Path: Home => AVR-EN => Assembler introduction => Div by 10    (Diese Seite in Deutsch: Flag DE) Logo

Beginner's introduction to AVR assembler language

Dividing binaries by 10 in assembler language

Very often needed: dividing a binary by 10. Dividing by 8 is simple (just three right shifts), but how to 10?

Now: there are two methods:
  1. One can simply subtract ten from the number, and counts that until a carry happens. With small numbers up to 100 this is manageable, but with large numbers (16 bit or even larger) this a method to send the controller into useless and endless loops. Do that only if your controller has nothing else to do.
  2. With the second method it is irrelevant how large the numbers are: 16 bit are only twice as time-consuming as 8 bits are, not 256 times like in the first case. Also, the calculation lasts always the same time and it doesn't matter how large or small the number is. You'll get this exclusively here, designed by the website's owner personally.

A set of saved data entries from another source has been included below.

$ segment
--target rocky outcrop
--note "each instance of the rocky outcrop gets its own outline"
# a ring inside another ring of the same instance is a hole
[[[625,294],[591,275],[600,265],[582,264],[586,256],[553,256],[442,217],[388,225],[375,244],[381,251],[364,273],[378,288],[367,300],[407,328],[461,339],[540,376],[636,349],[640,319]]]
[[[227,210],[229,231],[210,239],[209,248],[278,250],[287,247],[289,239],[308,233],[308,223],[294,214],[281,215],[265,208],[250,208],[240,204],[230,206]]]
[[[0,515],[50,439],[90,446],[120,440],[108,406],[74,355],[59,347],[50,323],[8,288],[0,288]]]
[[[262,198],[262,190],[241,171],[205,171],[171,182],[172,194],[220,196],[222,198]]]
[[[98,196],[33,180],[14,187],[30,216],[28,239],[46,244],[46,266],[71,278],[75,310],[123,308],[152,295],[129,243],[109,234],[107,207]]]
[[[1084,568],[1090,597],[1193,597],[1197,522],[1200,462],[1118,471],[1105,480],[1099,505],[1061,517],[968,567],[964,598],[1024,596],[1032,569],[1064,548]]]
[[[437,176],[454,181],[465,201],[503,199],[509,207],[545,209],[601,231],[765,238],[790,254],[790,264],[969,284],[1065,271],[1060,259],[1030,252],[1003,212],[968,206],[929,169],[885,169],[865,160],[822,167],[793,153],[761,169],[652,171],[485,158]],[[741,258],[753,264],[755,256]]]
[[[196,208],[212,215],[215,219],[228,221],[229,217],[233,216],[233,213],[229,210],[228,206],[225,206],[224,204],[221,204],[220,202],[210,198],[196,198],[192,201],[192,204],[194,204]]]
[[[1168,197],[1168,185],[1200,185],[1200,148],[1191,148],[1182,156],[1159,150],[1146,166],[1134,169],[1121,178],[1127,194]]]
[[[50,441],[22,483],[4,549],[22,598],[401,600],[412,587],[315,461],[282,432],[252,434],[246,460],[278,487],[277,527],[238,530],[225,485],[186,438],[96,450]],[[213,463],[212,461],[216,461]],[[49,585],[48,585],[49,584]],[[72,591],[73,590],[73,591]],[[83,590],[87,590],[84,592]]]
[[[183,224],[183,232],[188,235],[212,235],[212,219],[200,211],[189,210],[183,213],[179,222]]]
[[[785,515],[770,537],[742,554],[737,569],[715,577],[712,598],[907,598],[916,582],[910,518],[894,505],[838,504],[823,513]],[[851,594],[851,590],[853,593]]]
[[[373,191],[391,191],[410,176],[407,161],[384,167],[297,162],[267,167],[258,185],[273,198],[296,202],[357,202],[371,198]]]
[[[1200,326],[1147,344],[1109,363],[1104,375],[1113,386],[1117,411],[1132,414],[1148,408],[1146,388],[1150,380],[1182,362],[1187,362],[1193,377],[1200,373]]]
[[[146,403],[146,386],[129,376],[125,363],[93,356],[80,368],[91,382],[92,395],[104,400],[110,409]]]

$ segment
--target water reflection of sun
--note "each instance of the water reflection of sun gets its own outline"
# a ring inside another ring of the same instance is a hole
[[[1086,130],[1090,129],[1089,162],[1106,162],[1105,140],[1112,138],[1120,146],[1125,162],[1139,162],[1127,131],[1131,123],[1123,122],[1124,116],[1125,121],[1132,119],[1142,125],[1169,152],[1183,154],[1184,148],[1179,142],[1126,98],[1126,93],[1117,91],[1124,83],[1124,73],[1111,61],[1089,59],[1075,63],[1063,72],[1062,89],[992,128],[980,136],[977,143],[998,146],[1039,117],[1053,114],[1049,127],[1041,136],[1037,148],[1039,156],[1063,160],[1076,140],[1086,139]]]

Classical: Dividing by 10 with a counting loop

To do this, you'll need an additional counter register, if your number is 8 bit. This register is set to 0xFF with the instruction ldi rCount,0xFF or with ser rCount or, if it is R0 to R15, with clr rCount and dec rCount. In a loop this is counted up with inc rCount. Then the number is subtracted with 10, subi rNmbr,10. If after that the carry flag is clear, the loop is restarted and cotinues counting and subtracting. If not, the result of the division by ten is in the counter register.

Each run through the loop needs four clock cycles. The last, extra cycle, needs only three. So the total number of cycles is
ncycles = 4 * Number / 10 + 3

With 255 these are 103 clock cycles.

With 16 bit wide numbers you'll need a 16 bit number storage and a 16 bit counter. The counter can be any two registers. If you'll select R25:R24 or XH:XL or YH:YL or ZH:ZL for those, you can count the counter up with ADIW R24,1 and you can subtract with SBIW XL,10).If you need all your 16-bit pairs for other purposes, you can either push and pop them or you can use other registers from R16 upward with subi rNmbrL,10 for the LSB and sbci rNmbrH,0 for the MSB.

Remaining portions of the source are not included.